> The audience of Linux does not restrict to email, browsing, and
office suite, that is end users of shiny applications. There is another
kind of audience: people who need to develop their own custom
applications; these people don't care of look and feel, but they care
with development time.
Yes, but if you're implying that the cost in development time is only worth
it for massively complex apps like browsers and office suites, that's a
bit of a mischaracterization. Qt even has a declarative language geared
toward simple custom interfaces for just the type of developers you
describe.
If we're talking about the complexity of dependency chains then toolkit
choice might be fairly straightforward.
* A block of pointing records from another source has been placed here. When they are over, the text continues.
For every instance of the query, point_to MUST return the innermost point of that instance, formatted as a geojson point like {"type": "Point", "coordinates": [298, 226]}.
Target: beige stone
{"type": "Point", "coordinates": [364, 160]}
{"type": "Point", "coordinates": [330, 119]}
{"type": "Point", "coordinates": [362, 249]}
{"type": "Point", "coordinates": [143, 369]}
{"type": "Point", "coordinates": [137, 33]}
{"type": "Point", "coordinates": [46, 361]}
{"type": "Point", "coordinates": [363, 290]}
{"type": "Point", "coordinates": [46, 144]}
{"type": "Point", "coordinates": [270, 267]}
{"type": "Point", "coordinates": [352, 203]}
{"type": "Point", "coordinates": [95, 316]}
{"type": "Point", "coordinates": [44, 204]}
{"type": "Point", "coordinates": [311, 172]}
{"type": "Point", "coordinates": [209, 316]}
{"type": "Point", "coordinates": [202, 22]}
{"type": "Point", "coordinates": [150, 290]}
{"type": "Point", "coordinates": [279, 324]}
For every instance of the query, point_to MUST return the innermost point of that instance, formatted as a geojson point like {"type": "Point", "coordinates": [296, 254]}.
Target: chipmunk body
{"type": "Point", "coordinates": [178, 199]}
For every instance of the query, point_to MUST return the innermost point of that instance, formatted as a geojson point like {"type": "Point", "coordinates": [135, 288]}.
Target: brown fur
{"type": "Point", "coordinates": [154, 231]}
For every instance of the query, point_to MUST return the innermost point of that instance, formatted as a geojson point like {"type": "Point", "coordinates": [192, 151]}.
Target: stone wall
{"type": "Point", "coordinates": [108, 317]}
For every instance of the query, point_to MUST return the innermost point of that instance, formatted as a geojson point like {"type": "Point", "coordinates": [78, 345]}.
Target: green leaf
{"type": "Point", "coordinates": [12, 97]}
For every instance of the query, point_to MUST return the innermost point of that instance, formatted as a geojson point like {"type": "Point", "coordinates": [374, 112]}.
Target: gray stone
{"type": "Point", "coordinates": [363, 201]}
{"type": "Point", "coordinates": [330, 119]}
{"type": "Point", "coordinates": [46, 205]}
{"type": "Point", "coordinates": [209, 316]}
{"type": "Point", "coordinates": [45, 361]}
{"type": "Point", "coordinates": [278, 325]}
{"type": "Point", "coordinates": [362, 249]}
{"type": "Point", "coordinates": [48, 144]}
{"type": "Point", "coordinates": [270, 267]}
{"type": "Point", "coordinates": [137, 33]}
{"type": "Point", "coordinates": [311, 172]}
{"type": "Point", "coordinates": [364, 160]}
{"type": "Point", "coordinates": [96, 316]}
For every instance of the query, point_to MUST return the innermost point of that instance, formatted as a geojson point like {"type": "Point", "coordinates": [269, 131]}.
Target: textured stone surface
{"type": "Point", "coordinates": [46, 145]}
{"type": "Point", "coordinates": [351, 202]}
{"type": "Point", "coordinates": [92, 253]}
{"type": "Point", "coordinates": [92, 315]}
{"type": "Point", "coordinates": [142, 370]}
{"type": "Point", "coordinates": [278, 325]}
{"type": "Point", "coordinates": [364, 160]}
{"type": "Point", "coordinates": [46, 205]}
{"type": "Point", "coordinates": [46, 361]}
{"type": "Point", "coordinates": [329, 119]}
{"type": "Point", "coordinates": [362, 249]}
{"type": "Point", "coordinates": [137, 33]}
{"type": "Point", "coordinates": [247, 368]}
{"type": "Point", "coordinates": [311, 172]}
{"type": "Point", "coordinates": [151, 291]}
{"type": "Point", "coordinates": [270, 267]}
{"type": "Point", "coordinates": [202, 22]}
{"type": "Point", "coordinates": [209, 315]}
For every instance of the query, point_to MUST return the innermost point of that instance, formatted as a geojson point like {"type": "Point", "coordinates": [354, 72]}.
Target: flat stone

But outside of that you have to
investigate the feature set and try using the tools.
-Jonathan
On Saturday, November 28, 2015 2:39 PM, Roger Leigh <rleigh@???> wrote:
On 28/11/2015 18:46, Godefridus Daalmans wrote:
> If your programs depend on CDE, you could try to compile them against
> lesstif2,
> that's an LGPL implementation of Motif, on top of just the X libraries.
>
> I don't know if it's binary-compatible or if it's actively maintained.
Not sure of its current status, but given the need for Motif is now very
low, I would imagine it's not too active.
The other thing to point out is that the real Motif toolkit was opened
up with the relicensing of CDE. There was some initial activity to make
it build and run on modern systems, but not sure what the current state
of some things are, e.g. client-side fonts and unicode (was previously
old-style XLFD and no unicode). So the need for lesstif is now moot,
unless there are lesstif bits to merge into motif.